In up to one-third of cases of sudden death, the medico-legal autopsy finding is inconclusive, and the option to perform a molecular autopsy is covered in international guidelines. The importance of postmortem genetic testing lies in its ability to identify hereditary diseases, often those with an autosomal dominant transmission pattern, and, through consultations and screening of relatives, to identify family members with a pathogenic mutation, who are often asymptomatic, providing an opportunity to change the course of their lives. The authors present three clinical cases that highlight the importance of postmortem genetic studies and family studies, as well as the integration of the data obtained in a cardiology consultation, which may be for arrhythmology, coronary disease or cardiomyopathy, depending on the specific condition. This could modify the course of the disease in many relatives.

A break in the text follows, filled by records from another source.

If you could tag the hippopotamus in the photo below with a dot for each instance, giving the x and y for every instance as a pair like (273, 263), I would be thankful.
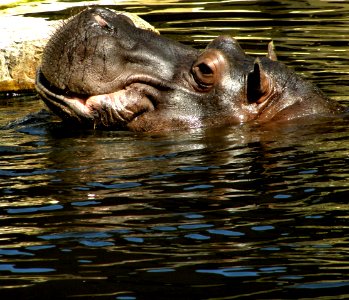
(101, 71)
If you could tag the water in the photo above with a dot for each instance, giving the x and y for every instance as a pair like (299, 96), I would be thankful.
(242, 212)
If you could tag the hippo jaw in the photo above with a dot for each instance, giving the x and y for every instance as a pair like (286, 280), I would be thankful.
(111, 110)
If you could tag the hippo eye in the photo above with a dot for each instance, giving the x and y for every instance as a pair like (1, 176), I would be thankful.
(204, 74)
(206, 69)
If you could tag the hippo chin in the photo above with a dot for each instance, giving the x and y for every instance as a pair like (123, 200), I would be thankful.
(100, 71)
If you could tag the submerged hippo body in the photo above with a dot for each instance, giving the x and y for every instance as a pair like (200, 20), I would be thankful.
(100, 71)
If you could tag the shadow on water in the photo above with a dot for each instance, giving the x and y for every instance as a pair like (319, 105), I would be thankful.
(241, 212)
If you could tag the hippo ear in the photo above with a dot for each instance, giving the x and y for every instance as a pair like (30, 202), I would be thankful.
(258, 87)
(271, 52)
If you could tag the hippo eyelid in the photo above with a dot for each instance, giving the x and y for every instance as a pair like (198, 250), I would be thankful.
(103, 23)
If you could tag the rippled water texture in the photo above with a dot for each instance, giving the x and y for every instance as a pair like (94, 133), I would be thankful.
(242, 212)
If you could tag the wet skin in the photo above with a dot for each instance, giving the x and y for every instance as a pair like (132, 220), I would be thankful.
(100, 71)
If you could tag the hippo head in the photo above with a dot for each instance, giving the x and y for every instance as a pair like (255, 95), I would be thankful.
(100, 71)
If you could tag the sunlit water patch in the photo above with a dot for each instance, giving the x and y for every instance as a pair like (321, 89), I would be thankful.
(248, 211)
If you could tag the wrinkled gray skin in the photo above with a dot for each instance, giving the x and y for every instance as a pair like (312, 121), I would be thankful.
(100, 71)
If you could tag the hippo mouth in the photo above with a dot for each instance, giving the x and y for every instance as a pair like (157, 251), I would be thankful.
(111, 110)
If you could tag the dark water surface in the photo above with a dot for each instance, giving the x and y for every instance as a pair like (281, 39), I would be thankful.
(242, 212)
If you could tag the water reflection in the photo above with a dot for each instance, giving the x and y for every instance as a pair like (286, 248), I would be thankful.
(249, 211)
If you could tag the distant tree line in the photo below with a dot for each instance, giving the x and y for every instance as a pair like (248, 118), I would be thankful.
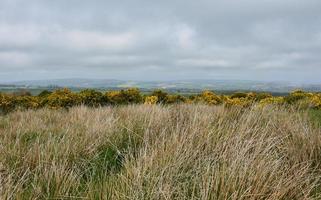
(65, 98)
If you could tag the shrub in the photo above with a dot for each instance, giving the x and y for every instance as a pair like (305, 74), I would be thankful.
(171, 99)
(239, 95)
(92, 98)
(272, 101)
(61, 99)
(161, 95)
(150, 100)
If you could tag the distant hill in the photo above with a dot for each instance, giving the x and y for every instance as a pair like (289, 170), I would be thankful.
(219, 85)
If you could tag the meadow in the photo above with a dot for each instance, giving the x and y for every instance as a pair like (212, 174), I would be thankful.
(180, 151)
(123, 145)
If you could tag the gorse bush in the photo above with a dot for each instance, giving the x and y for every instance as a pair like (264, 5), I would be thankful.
(65, 98)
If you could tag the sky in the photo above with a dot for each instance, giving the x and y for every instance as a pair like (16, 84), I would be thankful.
(270, 40)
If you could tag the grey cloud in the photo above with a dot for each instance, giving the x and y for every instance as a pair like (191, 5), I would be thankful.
(169, 39)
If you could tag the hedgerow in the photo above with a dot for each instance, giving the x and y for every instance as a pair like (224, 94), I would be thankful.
(65, 98)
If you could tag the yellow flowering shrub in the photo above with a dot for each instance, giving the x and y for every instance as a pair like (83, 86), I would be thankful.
(92, 98)
(61, 99)
(316, 101)
(151, 100)
(272, 101)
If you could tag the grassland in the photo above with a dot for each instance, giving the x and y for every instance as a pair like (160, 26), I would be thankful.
(160, 152)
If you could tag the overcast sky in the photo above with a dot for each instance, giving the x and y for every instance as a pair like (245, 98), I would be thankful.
(161, 40)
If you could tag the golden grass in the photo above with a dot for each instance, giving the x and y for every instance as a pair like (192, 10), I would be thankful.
(159, 152)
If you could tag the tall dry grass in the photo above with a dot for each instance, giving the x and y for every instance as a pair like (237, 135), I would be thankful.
(156, 152)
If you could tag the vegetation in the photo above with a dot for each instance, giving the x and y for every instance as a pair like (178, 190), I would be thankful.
(65, 98)
(178, 151)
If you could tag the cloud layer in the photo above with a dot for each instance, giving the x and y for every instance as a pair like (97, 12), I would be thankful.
(161, 40)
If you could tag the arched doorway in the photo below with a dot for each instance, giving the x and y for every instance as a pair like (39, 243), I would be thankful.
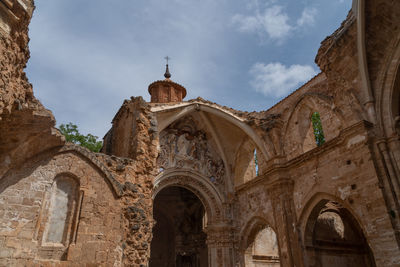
(334, 238)
(178, 236)
(260, 245)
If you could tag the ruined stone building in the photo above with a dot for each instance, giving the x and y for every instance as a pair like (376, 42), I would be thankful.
(177, 183)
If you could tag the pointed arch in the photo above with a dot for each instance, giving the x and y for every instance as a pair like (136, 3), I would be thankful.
(187, 108)
(197, 184)
(332, 234)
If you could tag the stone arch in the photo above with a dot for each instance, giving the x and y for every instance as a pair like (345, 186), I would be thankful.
(85, 155)
(299, 122)
(223, 114)
(197, 184)
(248, 236)
(388, 98)
(332, 235)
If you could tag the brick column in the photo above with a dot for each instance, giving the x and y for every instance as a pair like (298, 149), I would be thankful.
(220, 246)
(281, 194)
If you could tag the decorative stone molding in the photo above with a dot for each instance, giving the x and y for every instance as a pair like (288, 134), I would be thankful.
(199, 185)
(183, 146)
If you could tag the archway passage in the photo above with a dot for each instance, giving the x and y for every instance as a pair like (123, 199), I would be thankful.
(334, 238)
(262, 250)
(178, 236)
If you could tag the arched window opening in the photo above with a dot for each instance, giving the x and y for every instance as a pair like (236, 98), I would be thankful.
(256, 162)
(62, 212)
(263, 249)
(333, 238)
(317, 127)
(178, 235)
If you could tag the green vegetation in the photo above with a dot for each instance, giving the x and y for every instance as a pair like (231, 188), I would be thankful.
(71, 133)
(317, 126)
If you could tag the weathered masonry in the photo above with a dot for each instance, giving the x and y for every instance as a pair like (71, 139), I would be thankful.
(312, 181)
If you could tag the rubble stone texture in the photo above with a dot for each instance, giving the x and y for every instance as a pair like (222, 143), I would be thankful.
(298, 204)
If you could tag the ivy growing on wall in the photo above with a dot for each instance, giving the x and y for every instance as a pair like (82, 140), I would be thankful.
(72, 134)
(318, 131)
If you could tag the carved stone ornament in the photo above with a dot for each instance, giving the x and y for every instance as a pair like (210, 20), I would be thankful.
(182, 146)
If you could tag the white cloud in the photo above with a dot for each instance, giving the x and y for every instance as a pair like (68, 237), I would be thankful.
(307, 17)
(273, 22)
(277, 80)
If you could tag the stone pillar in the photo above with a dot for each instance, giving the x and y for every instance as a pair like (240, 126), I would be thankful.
(281, 194)
(220, 245)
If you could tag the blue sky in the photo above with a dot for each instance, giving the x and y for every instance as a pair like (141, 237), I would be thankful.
(88, 56)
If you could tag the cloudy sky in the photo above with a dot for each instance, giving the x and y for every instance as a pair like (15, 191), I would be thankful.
(88, 56)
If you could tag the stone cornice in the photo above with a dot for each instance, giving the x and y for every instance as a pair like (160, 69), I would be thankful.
(280, 169)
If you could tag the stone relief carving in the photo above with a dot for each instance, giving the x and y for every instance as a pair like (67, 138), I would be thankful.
(182, 146)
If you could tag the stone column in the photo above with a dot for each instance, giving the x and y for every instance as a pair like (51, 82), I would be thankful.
(281, 194)
(220, 244)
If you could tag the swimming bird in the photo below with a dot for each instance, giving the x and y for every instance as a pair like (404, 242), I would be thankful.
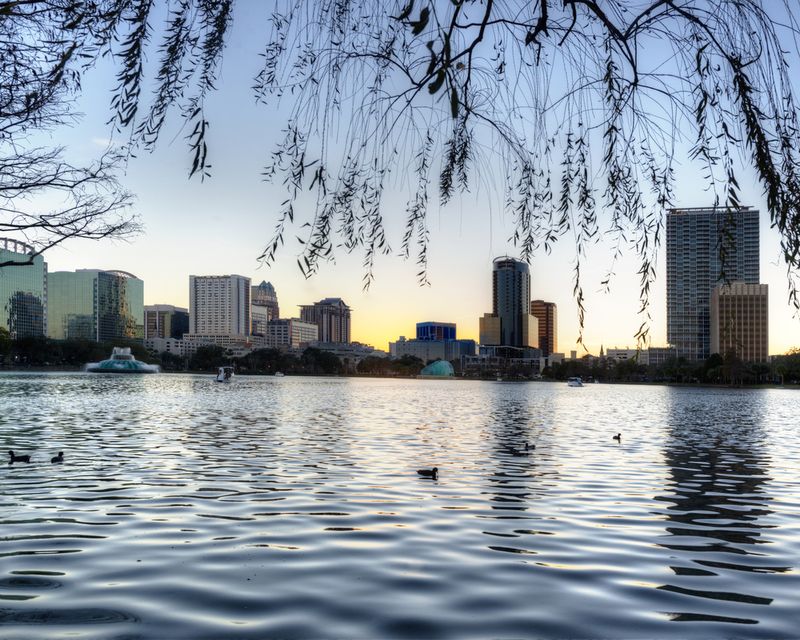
(15, 458)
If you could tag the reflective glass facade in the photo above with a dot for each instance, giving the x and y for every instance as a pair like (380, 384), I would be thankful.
(95, 305)
(23, 292)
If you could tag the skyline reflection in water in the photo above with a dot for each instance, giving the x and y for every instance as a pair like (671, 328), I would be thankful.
(291, 507)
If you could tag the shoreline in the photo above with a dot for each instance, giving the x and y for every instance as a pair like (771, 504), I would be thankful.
(699, 385)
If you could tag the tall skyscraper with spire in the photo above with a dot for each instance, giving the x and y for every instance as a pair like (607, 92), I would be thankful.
(510, 324)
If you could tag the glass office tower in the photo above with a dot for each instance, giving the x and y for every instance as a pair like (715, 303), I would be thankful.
(98, 305)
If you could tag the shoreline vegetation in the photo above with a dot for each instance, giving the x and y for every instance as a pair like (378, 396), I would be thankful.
(42, 354)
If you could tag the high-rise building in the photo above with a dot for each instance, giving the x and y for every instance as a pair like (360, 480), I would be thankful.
(435, 341)
(739, 321)
(23, 291)
(290, 332)
(92, 304)
(510, 323)
(332, 317)
(705, 247)
(165, 321)
(436, 331)
(219, 305)
(547, 317)
(263, 307)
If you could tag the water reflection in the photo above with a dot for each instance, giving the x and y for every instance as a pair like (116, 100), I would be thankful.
(718, 505)
(292, 508)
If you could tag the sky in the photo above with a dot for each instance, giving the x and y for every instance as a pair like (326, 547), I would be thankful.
(221, 225)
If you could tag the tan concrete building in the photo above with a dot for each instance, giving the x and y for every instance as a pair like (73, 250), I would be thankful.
(740, 320)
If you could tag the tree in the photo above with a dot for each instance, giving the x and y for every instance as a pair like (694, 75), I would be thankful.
(43, 198)
(558, 98)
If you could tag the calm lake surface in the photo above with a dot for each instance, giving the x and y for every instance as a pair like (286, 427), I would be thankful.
(291, 507)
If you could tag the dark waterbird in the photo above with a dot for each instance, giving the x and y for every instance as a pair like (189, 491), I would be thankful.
(12, 458)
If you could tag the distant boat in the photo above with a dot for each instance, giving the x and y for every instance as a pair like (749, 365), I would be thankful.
(121, 361)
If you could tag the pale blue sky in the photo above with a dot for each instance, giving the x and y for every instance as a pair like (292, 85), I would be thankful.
(221, 226)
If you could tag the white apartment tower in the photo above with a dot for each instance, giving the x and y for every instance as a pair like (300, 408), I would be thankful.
(219, 305)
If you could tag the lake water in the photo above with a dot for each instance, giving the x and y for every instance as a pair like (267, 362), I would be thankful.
(291, 507)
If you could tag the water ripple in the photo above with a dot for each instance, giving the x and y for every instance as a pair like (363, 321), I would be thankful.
(292, 508)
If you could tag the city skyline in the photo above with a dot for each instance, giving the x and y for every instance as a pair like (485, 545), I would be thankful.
(222, 224)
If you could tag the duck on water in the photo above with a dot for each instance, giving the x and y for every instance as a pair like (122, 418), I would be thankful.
(121, 361)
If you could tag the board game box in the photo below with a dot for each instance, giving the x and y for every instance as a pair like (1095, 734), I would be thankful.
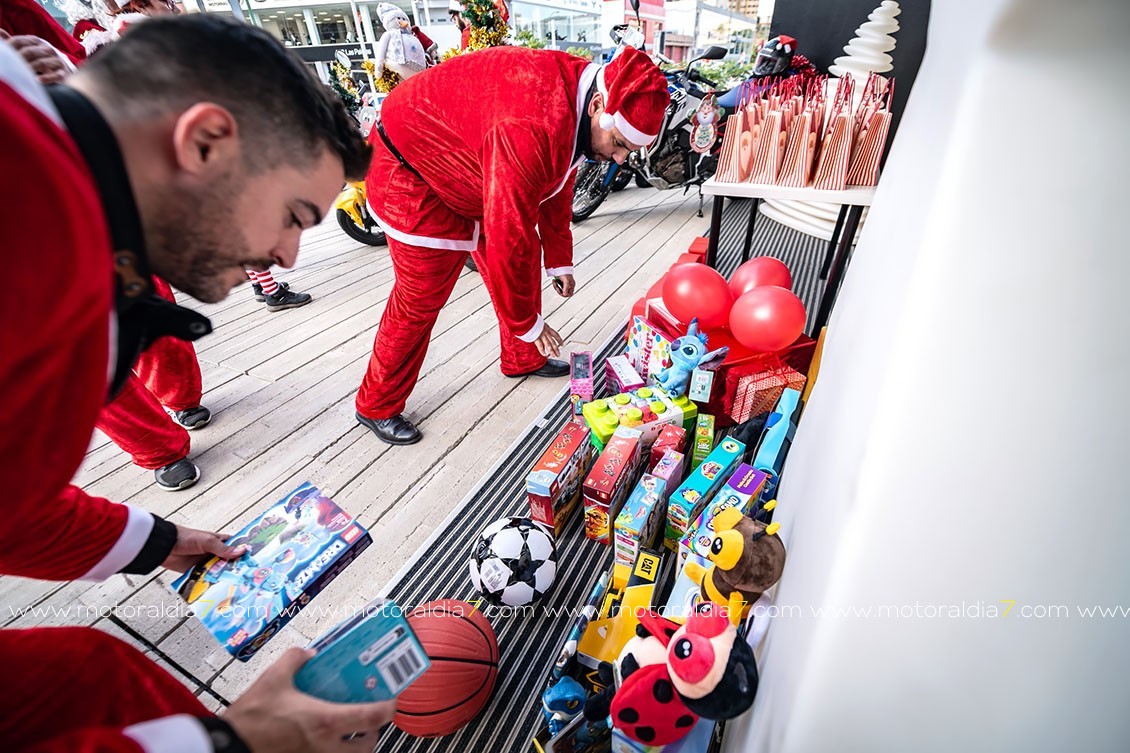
(294, 550)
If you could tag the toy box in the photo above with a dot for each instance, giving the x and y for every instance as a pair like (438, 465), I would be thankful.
(581, 389)
(648, 408)
(670, 438)
(670, 469)
(704, 440)
(373, 656)
(608, 483)
(633, 591)
(776, 439)
(742, 492)
(294, 550)
(620, 377)
(641, 520)
(554, 484)
(700, 487)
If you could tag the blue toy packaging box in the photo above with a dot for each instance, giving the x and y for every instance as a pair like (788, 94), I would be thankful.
(373, 656)
(294, 550)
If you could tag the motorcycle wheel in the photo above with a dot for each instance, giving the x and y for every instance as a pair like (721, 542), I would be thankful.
(368, 235)
(623, 179)
(588, 190)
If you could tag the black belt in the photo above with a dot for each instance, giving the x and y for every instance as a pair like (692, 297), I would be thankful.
(392, 149)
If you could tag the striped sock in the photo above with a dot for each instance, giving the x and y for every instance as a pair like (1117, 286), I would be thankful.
(264, 280)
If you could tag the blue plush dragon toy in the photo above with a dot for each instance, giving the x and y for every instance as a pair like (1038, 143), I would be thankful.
(687, 354)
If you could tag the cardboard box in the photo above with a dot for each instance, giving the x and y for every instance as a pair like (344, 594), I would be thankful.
(704, 440)
(620, 377)
(741, 491)
(670, 469)
(641, 519)
(554, 485)
(295, 548)
(670, 438)
(608, 484)
(698, 488)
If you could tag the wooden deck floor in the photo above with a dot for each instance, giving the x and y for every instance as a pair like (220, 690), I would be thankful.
(281, 387)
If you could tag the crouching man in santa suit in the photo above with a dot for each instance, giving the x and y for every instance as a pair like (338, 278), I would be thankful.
(477, 156)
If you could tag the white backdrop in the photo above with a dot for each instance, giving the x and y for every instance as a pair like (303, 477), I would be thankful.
(968, 440)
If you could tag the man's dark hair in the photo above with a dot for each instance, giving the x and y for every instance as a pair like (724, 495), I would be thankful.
(285, 114)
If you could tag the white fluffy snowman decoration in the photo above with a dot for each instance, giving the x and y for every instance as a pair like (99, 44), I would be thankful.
(400, 51)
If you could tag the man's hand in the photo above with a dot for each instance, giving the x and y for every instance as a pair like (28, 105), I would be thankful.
(191, 545)
(275, 717)
(565, 285)
(46, 62)
(548, 343)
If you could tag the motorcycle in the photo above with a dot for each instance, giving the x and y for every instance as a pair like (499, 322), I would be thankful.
(668, 163)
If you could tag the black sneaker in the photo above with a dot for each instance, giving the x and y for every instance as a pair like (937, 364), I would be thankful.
(177, 475)
(258, 290)
(192, 418)
(285, 299)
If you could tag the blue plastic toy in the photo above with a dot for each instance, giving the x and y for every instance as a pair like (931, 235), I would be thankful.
(687, 354)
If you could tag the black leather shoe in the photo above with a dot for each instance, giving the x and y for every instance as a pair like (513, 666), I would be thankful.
(553, 369)
(397, 430)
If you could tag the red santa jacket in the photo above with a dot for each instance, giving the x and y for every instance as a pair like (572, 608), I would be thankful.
(494, 135)
(29, 17)
(54, 353)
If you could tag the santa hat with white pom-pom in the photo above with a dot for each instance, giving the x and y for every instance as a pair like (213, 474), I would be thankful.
(635, 96)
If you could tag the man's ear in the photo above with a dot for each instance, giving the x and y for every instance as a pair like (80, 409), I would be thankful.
(205, 136)
(596, 104)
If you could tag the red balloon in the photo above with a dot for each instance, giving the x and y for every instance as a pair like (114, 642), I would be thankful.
(756, 273)
(696, 291)
(767, 319)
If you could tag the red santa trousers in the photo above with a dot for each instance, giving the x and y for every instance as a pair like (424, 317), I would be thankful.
(424, 280)
(166, 375)
(75, 689)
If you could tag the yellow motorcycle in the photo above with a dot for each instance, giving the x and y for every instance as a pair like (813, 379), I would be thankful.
(354, 217)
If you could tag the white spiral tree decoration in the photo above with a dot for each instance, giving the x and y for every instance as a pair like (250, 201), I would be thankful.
(867, 52)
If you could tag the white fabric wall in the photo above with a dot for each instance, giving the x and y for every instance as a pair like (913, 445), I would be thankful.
(968, 440)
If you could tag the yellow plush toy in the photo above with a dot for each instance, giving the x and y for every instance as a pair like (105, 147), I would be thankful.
(747, 557)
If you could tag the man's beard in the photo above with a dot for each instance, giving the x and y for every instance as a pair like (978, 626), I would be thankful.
(194, 244)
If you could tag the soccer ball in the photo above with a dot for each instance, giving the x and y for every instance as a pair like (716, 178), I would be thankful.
(513, 562)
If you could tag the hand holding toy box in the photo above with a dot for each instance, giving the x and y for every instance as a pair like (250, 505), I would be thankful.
(294, 550)
(620, 377)
(554, 484)
(700, 487)
(608, 483)
(581, 388)
(641, 519)
(373, 656)
(742, 492)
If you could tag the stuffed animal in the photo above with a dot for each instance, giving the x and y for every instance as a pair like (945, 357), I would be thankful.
(400, 51)
(711, 666)
(643, 703)
(561, 702)
(747, 559)
(687, 354)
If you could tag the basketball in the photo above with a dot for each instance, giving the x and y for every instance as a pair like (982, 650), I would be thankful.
(464, 666)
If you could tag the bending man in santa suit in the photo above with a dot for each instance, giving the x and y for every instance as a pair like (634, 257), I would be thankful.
(125, 178)
(477, 156)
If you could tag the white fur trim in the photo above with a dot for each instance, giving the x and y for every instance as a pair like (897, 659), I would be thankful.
(631, 131)
(138, 527)
(176, 734)
(426, 241)
(535, 331)
(19, 76)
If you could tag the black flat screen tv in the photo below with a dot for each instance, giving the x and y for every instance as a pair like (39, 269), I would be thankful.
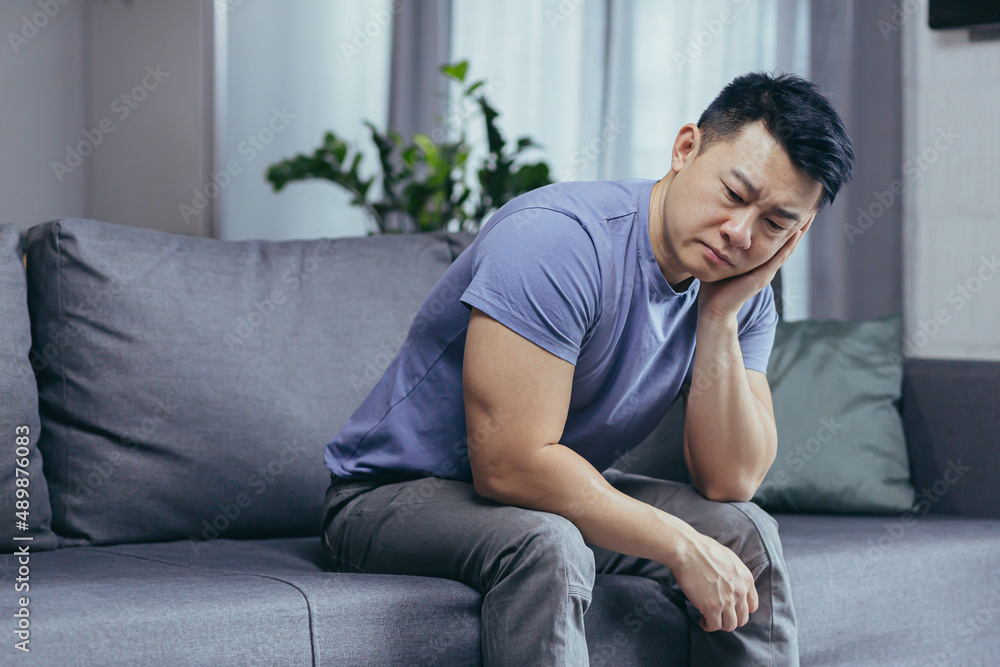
(947, 14)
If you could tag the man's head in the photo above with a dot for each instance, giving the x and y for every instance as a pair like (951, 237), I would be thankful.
(765, 156)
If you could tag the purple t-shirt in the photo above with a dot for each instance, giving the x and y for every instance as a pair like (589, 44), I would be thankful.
(570, 267)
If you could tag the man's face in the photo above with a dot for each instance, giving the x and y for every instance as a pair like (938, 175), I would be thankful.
(740, 199)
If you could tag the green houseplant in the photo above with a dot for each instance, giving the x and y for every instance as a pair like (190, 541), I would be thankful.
(424, 182)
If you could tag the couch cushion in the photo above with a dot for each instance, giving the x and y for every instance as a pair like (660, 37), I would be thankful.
(93, 606)
(352, 619)
(841, 446)
(19, 422)
(904, 590)
(188, 386)
(836, 388)
(952, 418)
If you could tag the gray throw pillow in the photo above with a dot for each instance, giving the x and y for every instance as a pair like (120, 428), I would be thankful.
(836, 388)
(19, 422)
(187, 387)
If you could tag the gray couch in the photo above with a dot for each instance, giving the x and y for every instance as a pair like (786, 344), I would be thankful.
(181, 391)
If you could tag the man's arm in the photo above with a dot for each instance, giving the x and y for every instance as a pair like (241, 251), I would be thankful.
(516, 402)
(730, 438)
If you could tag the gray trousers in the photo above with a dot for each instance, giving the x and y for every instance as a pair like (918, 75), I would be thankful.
(536, 572)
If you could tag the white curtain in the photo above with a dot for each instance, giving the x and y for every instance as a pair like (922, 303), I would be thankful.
(326, 63)
(605, 85)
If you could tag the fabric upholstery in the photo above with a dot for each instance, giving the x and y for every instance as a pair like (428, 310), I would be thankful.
(836, 388)
(951, 411)
(19, 410)
(868, 591)
(188, 386)
(842, 448)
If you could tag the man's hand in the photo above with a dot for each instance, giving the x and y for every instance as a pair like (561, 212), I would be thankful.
(717, 583)
(724, 298)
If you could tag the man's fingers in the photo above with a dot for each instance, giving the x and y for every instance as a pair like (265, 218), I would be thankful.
(742, 613)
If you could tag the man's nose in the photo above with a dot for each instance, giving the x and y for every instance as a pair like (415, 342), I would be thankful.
(738, 227)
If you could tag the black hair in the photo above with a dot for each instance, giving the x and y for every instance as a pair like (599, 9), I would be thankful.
(796, 114)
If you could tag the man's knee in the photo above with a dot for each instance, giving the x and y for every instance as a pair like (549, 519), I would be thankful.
(555, 539)
(749, 531)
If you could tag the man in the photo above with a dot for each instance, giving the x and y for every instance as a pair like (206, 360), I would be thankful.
(555, 343)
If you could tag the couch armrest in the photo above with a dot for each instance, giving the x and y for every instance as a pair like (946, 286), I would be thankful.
(951, 416)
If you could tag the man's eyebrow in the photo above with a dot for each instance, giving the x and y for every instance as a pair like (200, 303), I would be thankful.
(755, 191)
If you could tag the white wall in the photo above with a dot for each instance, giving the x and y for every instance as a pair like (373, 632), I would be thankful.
(67, 147)
(160, 152)
(42, 104)
(326, 64)
(951, 219)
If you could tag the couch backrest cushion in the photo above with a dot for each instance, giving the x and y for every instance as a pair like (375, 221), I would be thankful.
(19, 423)
(188, 386)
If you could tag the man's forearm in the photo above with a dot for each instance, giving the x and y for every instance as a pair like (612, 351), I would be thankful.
(730, 444)
(560, 481)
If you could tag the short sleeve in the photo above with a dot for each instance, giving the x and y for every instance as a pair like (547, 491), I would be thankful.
(759, 320)
(539, 276)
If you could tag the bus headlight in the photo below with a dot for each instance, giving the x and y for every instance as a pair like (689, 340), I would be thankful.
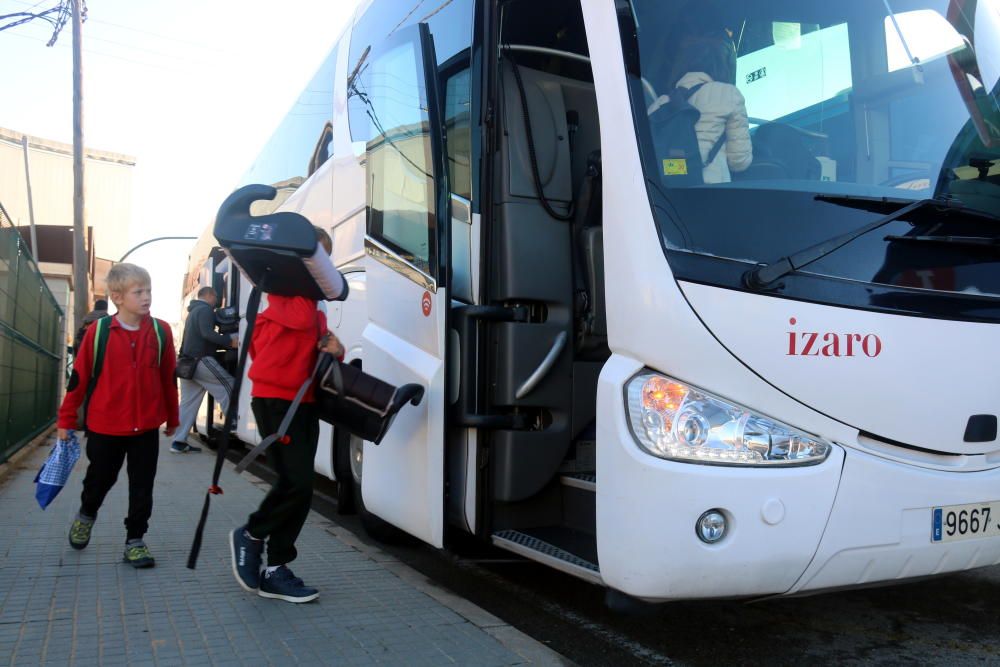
(672, 420)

Em até um terço dos casos de morte súbita, a autópsia médico-legal é “branca”, estando já contemplada nas recomendações internacionais a possibilidade da realização de autópsia molecular. A importância do teste genético post mortem prende-se com a identificação de doenças hereditárias, frequentemente doenças com padrão de transmissão autossómico dominante, sendo possível, através de consulta e rastreio de parentes, identificar elementos na família com a doença, não raramente portadores assintomáticos de uma mutação, havendo espaço para alterar o curso de vida dos mesmos. Os autores apresentam três casos clínicos que reforçam o quão importante é o estudo genético post mortem, assim como o estudo familiar e a integração dos dados numa consulta de cardiologia, seja arritmologia, consulta de doença coronária ou miocardiopatias, dependendo da patologia específica, podendo modificar o curso da doença em muitos parentes.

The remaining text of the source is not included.